Some posts get reposted a lot see this website for example https://news.ycombinator.com/from?site=lihaoyi.com some were posted 7 times.
This thing is that almost any well written (and not too much technical) post can reach the frontpage it only requires 3-4 people who like the post enough to upvote it during the first 30 minutes. As a result reposting works for those kind of content. And as it is not forbidden, people do it
This leads me to believe that in most (though perhaps not all) cases people are probably posting short comments. Nothing wrong with that sometimes, but overall it's the sort of thing HN tries to discourage, which isn't a bad thing IMHO.
Right; it took me forever to realize that "dang" was "Dan G" and not just a word. Especially since HN usernames can have mixed case, so he could have picked "DanG" (which... I still would have probably read as a funnily-formatted word but it'd be more of a hint:]). Though for all I know he predates HN supporting uppercase in names, and stylistically I can totally see preferring lowercase.
That's indeed the rule, but only when the story has had significant attention (https://news.ycombinator.com/newsfaq.html).
When a story hasn't had significant attention in the last year (or a bit longer), it's ok to repost a small number of times.
Past explanations here: https://hn.algolia.com/?dateRange=all&page=0&prefix=true&que...

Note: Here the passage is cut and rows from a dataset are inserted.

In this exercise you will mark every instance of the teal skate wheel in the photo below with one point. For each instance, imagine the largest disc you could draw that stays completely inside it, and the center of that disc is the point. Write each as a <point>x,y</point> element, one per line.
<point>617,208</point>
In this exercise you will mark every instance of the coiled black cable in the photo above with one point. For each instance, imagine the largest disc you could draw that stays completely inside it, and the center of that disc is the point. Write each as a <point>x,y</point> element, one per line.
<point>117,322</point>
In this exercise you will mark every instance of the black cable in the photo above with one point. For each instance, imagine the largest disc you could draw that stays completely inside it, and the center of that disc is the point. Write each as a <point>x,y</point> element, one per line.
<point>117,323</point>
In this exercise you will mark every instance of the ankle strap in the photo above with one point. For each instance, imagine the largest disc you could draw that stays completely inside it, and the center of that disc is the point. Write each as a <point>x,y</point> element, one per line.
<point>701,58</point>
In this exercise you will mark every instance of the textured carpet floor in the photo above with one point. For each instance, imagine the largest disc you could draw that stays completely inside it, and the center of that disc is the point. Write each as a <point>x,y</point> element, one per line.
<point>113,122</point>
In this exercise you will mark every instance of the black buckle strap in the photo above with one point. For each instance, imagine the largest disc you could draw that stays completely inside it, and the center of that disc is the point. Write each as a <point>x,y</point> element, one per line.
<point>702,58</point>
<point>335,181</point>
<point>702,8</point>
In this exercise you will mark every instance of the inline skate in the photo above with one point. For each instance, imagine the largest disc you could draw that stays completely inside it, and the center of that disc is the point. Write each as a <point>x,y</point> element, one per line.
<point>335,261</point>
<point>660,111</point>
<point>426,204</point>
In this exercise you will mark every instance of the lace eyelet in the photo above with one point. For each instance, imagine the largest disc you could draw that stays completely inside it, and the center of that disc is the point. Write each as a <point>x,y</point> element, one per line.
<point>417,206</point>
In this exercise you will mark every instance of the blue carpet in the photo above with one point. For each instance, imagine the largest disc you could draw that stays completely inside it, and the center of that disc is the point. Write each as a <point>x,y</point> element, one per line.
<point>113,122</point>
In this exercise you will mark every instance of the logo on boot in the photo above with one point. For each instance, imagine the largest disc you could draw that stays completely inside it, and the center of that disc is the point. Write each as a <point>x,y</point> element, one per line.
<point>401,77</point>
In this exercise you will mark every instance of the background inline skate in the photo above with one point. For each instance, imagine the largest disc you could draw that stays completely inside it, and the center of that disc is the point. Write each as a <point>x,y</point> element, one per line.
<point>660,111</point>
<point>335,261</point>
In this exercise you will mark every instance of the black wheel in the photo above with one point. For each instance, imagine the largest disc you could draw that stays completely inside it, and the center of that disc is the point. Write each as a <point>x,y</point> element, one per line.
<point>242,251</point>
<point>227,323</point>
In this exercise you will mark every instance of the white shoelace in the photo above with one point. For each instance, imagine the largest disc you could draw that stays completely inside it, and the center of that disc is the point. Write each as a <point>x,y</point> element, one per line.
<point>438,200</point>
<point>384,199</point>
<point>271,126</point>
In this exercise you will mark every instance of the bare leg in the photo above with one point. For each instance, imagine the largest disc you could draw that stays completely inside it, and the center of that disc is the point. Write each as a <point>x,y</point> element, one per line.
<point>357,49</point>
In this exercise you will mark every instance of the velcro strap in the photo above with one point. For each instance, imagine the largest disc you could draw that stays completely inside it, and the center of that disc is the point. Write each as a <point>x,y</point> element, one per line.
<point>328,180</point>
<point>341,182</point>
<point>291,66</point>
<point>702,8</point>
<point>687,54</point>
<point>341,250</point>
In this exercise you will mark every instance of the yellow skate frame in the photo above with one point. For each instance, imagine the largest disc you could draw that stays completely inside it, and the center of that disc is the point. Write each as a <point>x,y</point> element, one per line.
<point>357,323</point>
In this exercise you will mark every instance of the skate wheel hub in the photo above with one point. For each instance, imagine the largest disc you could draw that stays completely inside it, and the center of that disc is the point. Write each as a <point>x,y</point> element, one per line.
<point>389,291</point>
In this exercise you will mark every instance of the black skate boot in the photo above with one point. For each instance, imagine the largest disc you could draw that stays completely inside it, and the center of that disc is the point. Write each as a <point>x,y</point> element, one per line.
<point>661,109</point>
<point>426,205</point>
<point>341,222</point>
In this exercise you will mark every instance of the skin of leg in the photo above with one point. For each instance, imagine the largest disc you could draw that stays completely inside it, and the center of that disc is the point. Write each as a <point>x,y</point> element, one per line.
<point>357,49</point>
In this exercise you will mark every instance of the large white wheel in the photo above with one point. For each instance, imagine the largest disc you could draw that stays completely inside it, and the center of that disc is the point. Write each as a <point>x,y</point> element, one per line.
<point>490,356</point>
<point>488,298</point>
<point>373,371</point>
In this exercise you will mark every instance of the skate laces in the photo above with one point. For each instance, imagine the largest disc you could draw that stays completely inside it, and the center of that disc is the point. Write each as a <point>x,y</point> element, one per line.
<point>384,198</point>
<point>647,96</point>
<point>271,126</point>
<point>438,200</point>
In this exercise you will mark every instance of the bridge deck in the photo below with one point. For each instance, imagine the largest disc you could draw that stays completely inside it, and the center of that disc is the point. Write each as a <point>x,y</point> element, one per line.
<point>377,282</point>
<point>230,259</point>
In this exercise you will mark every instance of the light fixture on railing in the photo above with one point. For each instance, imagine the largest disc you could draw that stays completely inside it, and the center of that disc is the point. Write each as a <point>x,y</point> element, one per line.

Guidelines-breaking comments do frequently appear about China, but that is a function of geopolitical and media trends, not HN moderation. The way we moderate such comments has nothing to do with my/our personal views about China or any other country. If you stop and think about it and you know the HN guidelines well, this shouldn't be that hard to believe. The vast majority of these moderation calls are not borderline.
From a moderation perspective, everything in the above paragraph is obvious. From a user perspective, it's often impossible to communicate, because whenever someone has a strong feeling about $topic, their view about moderation is determined by their feeling about $topic. If they see us moderating something they agree with, they jump to the conclusion that we're secretly in cahoots with the opposing side. Of course the opposing side does the same thing.
Perhaps the purgatory state could expire after some fixed (weeks, months) cool-down period, I don't know. Just a suggestion.
Edit: Oh yeah, there has been that tiny collapse button for a while, I somehow never got into the habit of using that one and forget it is there. I wish there was a setting to use the words "up vote" "down vote" and "collapse" rather than needing to pixel hunt :/.
I don't mean that literally every comment I write is getting downvoted to below zero. Rather, I'll write something, it will accumulate a couple to several upvotes, and then, those upvotes all go away over the course of a few more hours, sometimes to be replaced by net downvotes.
The end result is that I actually have less karma now than I did a few weeks ago. And, I wouldn't particularly care about those fake internet points, if the loss of them didn't seemingly come with these weird, arbitrary-seeming restrictions like "you are posting too fast."
TBH, it's getting to the point where I'm about ready to abandon this account.
If you want the rate limit turned off, we'd be happy to do that as long as we have reason to believe that you'll use the site as intended in the future. I'm sorry for the annoyance but we have to do what we can to prevent this place from burning itself to a crisp, and if you want to post without being throttled then we need your help with that.
Rather than prostrate myself before the mod team, only to end up having this happen again, I'd honestly rather flush this account down the toilet, go grab a VPN and start again. If nothing else, I'm guessing that would get rid of the random, mass downvoting that's driving me crazy, and it would save us both some time.